A multiple-RAID backup server (May 2007-)
Summary
We keep a
description of the departmental backup system on our
Computing Wiki
The department has currently three RAID based systems (we call them diary's)
that serve as a backup
system for most of our data disks (basically the disks available in /n).
The idea is that as we grow, we either replace the capacity of the RAID disks,
and/or buy another RAID unit. The current backup system must scale in either case.
The backup system uses the standard rsync program to synchronize your
data to the backup disk.
Much like the automounted /n directories,
/n/backup provides the user with a transparent
interface to the backed up data on this multiple-RAID system. Disks are
mounted read-only, so you cannot delete files from the backup server, but permissions
are the same, so nobody can see files that you don't want them to see.
Current April 2020 layout: (a total of 121TB)
/dev/md126 xfs 28T 16T 12T 59% /backup1
/dev/sdb xfs 37T 29T 7.6T 80% /backup2
/dev/sda xfs 26T 16T 9.7T 63% /backup3
/dev/sdb xfs 20T 11T 8.6T 56% /backup4
Additional User Tips
Our disk/tape backup system is not 100% foolproof (but we try) and here are some tips
on improving your personal data even more.
Probably the most important lacking feature is
preserving every version of every file you create (though this is for a good reason).
However, for a small number of files (typically the ones you edit manually) you
may have a good reason to want to have this capability.
Some technical background
The raid servers are named diary1, diary2, and diary3. On each of these a raid disk
is mounted as /backup1 and /backup2 resp., within which a backup directory
houses all disks in the following hierarchy:
diaryN:/backupN/backup/host/disk
where N=1,2,....
Some other administrative directories are present as well (e.g. /backupN/attick).
Currently diary3 also has /backup4. This obviously
complicates the schema when diary4 will be
added to the system.
Currently the backup program is written in python, and is
controlled by a simple ascii table with two active columns
host:/disk backup-id
e.g.
chara:/chara4 1
hammer:/archive 0
sol:/sol -4
meaning that chara:/chara4 is physically backed up on diary1.astro.umd.edu
(i.e. in diary1:/backup1/backup/chara/chara4). A 0 in the 2nd column will
skip that specific disk. A negative number means the backup system also skips
it, but something else Kevin is doing is important.
In addition, any diskname that ends in "nb"
(e.g. /chara//chara6nb) will not be backed up to the diary system. Treat
them like scratch disks.
Logfiles of the nightly backups are currently stored in textual format
here.
Caveats and future improvements
- since backups are done in finite time, there is no true snapshot status.
They generally start at 1am and depending on the daily activity could take a few hours.

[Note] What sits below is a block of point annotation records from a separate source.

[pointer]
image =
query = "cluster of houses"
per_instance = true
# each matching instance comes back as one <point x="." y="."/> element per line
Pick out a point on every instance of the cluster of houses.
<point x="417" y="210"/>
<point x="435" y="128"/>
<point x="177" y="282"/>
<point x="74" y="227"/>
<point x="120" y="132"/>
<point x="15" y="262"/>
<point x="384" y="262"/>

- diary2 is currently running an older version of linux
- directories such as earth:/var/spool/mail wind up on /backup2/backup/earth/mail
- incremental backups are done nightly at 1am, and sunday 1am the backups are mirrored
and you loose all backups.
- this sawtooth pattern can be flattened with a program like
dirvish, which use rsync and unix hard links to write
true snapshots, at
the potential cost of a large number of inodes and diskspace.
This is being looked into now if it will work for us.
- Other dirvish-like options: rsnapshot,
flyback.
- implement a Time Machine like option (likening the one in MacOS 10.5), e.g.
FlyBack
- use one tape for daily incremental tape backups, the other for regular full backups?
- use a lockfile (and useful history file) in the root directory (parallel to
the lost+found) of each disk.
- a global "locate" command that - after nightly collection of all the updatedb's, can loop
over them. I have "blocate" at home.
Links
- first (mostly LMA) raid specs from 2005, about 2 TB. (8x300G)
- second raid about 10TB (24x500G), with specs from various
companies we approached. We choose Western Scientific.
- sample dirvish doc
- rsnapshot, another alternative?
- trueblade, hosting dirvish??
History
- 2004: our current 10Mbit network can't handle the single tape backup system
- 2005: implemented diary1 (8x300GB) to play with. Only LMA machines backed up
- 2006: ordered diary2 (24 x 500GB)
- 2007: upgraded diary1's 8 300GB drives to 1TB drives
- june 2009: upgraded diary2's 24 500GB drives to 1.5GB
- jan 2013: new diary3, 8 3TB drives in raid5 gives 21 TB. (8 slots still empty)
- .. 2014:
- 2019: 2nd raid (/backup4) added to diary3, disks upgraded
- 2020: moved to (private) repo on github, complete overhaul and using backup.astronet now
Last mod:
28-Apr-2020
by PJT